After Watch sales “nearly doubled” year on year, the Apple chief was quick to take a victory lap. “That’s pretty fast to come that far,” he said. “We couldn't be more satisfied with it.”
Just how satisfied Apple watchers might be depends on what they decide to compare that $6bn figure with. Its closest rival in wearable technology is Fitbit, which has long led the fitness tracker market with wristbands that cost between $60 and $250. San Francisco-based Fitbit, which was founded in 2007, reported annual revenues last year of $2.2bn — perhaps a third of Apple’s total — and has been cutting staff after sales fell in recent quarters.
Including headphones, Apple’s wearables business is approaching the size of another former wristwatch disrupter: Swatch Group. The Swiss owner of 18 watch brands including Omega and Longines, as well as its populist namesake, had net sales of $7.6bn last year. Apple Watch probably also outsold Swatch’s US rival Fossil Group, which posted $3bn in revenues for 2016.
Nonetheless, it is hard to make the case that the Watch has been an outright success. “A $6bn business is pretty sizeable but when you put that in the context of the iPhone’s install base, by Apple standards, it undoubtedly falls short of initial expectations,” says Geoff Blaber, analyst at CCS Insight.
Sales fell year on year for several months during 2016, according to market researchers at IDC. After a solid-gold model costing upwards of $10,000 was jettisoned last year at the same time as the entry-level price was cut below $200, Apple may be sacrificing profitability for scale.
Even so, the total number of users is struggling to win the attention of app developers. This week it emerged that Amazon, Google Maps and eBay had all quietly pulled support for their Watch apps.
“It’s slowly catching on,” says Mr Munster. “But it’s not to the point where it’s blowing everyone out of the water.”
Even though Watch revenues are far from the iPhone’s, a “constellation” of wearable devices could mean the smartphone one day becomes less important. Already, the Watch and AirPods work wirelessly together so that users can control the music in their headphones from their wrist or answer a call without needing to touch their iPhone.

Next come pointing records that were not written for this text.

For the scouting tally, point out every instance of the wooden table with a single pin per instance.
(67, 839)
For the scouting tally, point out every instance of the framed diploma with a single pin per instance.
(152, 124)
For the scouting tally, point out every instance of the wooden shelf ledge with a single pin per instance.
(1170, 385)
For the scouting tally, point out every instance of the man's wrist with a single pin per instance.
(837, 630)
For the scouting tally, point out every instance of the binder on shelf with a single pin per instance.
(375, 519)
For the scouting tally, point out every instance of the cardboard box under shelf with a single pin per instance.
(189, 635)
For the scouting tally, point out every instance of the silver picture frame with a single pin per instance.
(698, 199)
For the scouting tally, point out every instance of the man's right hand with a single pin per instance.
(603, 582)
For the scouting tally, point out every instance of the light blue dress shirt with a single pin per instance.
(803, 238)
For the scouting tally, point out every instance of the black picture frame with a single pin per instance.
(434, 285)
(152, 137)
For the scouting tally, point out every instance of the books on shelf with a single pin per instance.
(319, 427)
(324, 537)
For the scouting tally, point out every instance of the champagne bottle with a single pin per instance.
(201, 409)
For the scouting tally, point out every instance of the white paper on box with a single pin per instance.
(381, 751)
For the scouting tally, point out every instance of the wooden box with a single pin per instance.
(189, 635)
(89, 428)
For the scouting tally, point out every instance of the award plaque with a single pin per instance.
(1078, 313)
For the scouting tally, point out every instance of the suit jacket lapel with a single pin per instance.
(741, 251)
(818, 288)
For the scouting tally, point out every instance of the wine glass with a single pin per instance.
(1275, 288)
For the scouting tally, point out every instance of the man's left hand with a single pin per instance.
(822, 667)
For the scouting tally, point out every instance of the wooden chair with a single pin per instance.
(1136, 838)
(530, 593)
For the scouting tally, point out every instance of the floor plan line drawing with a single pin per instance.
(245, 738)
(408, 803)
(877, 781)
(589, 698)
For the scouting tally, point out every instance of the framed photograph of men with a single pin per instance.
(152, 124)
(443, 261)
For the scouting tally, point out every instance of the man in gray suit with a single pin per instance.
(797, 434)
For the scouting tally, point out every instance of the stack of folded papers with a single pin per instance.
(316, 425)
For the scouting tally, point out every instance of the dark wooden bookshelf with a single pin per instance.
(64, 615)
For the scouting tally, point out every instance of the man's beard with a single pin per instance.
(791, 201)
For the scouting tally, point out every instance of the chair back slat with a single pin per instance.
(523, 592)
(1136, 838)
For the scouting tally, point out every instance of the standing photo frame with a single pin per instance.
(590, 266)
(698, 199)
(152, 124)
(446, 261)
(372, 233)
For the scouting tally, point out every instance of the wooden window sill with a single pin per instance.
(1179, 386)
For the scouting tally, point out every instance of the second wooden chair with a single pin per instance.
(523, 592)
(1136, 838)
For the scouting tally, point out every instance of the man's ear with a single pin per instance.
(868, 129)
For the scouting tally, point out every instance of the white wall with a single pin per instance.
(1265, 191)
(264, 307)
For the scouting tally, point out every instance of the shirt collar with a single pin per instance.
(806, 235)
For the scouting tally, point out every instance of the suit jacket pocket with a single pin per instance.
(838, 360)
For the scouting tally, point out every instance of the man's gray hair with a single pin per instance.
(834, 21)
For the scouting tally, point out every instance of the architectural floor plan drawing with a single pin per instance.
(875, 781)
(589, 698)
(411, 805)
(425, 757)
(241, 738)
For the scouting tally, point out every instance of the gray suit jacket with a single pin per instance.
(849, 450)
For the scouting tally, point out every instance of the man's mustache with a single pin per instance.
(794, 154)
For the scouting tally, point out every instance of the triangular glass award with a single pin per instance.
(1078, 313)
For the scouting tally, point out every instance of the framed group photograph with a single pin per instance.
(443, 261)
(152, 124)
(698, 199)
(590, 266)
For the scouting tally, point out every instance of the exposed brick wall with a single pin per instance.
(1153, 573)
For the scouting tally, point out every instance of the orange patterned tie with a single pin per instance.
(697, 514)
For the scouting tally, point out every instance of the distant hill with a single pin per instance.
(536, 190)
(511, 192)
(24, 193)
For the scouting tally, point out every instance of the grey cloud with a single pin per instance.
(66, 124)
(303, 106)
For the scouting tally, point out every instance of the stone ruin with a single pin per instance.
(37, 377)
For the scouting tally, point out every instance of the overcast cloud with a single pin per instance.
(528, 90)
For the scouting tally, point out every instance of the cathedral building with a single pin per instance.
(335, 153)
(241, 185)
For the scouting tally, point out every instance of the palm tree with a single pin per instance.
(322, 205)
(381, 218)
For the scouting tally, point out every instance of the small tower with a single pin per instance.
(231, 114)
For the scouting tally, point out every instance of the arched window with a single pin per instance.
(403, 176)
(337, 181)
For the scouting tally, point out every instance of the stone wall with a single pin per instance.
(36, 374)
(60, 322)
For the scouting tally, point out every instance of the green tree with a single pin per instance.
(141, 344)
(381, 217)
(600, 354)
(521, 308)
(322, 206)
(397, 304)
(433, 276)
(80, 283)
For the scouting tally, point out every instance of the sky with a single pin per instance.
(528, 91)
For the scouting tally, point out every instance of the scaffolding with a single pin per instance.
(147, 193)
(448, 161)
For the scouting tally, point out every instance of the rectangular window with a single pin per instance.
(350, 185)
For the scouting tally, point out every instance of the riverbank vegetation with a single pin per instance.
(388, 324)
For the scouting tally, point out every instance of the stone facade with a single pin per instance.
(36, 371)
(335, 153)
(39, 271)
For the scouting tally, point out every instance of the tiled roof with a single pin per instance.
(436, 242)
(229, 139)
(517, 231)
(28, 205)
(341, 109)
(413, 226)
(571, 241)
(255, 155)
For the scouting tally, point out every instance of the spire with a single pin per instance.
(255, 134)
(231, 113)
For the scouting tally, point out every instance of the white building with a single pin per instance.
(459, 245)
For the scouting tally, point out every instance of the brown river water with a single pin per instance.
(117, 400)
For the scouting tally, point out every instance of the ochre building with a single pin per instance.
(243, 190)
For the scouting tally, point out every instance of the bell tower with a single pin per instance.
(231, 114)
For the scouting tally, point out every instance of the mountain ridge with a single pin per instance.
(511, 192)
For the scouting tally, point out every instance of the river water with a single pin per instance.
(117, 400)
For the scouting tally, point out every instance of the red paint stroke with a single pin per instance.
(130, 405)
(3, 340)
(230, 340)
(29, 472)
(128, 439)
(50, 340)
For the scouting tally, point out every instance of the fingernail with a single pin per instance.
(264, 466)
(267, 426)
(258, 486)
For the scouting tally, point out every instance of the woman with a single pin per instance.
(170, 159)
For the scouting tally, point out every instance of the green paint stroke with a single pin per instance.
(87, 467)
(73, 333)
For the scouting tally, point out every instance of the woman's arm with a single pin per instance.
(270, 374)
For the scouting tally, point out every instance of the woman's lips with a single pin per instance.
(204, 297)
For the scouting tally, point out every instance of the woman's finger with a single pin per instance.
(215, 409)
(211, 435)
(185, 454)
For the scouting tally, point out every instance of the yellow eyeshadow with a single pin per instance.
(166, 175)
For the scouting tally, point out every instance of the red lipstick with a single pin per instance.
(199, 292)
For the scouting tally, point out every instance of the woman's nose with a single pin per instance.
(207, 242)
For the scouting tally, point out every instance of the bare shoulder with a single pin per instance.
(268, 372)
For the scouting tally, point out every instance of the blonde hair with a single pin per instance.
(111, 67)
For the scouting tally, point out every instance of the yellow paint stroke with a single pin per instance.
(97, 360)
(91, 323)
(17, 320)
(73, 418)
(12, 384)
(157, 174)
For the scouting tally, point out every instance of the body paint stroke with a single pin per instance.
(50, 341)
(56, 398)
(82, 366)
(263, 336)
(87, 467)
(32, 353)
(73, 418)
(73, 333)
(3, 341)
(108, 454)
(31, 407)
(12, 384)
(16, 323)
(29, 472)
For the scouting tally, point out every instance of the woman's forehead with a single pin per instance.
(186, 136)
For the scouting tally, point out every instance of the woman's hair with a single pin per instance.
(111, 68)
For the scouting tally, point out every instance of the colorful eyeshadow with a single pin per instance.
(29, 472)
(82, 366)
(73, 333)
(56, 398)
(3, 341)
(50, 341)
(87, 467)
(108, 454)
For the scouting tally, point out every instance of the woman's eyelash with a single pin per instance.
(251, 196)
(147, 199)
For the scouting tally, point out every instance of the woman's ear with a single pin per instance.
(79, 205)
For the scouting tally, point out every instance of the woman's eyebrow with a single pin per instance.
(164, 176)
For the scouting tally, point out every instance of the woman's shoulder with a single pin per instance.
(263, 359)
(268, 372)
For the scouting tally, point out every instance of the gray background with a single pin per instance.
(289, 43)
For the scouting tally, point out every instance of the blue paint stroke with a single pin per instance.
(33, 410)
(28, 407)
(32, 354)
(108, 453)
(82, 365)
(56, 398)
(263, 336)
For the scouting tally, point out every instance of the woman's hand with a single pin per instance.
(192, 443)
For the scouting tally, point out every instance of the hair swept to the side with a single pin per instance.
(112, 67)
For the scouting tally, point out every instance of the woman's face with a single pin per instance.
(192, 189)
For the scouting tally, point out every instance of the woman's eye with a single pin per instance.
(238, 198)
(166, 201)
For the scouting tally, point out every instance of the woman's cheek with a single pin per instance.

Perhaps more important than the Watch’s historical performance is Apple’s signal that it remains committed to the wearables category, despite its challenges. “It’s already a big business and we believe over time it will be even larger,” Mr Cook said on Tuesday. “Where does it go? I wouldn’t want to comment on that but we do have a really great pipeline here.”
There are a few hints as to what that pipeline might include, as Apple’s engineers refine the miniaturisation technology and bespoke silicon chips that power its growing collection of wireless accessories.
Apple’s patent filings have hinted at expanding its AirPods, dubbed “hearables” by some, to include health-monitoring capabilities. People familiar with Apple’s plans have said that R&D work is intensifying on a pair of “augmented reality” glasses, although any launch is at least a year away. Such a move could eventually put the merging eyewear groups Luxottica and Essilor’s combined $16bn-a-year sales in Apple’s sights.
“We are already seeing the battle for the wrist. The battle for the ears is only just beginning,” says Neil Cybart, an independent Apple analyst at Above Avalon. “Down the road, there will be a battle for the eyes.”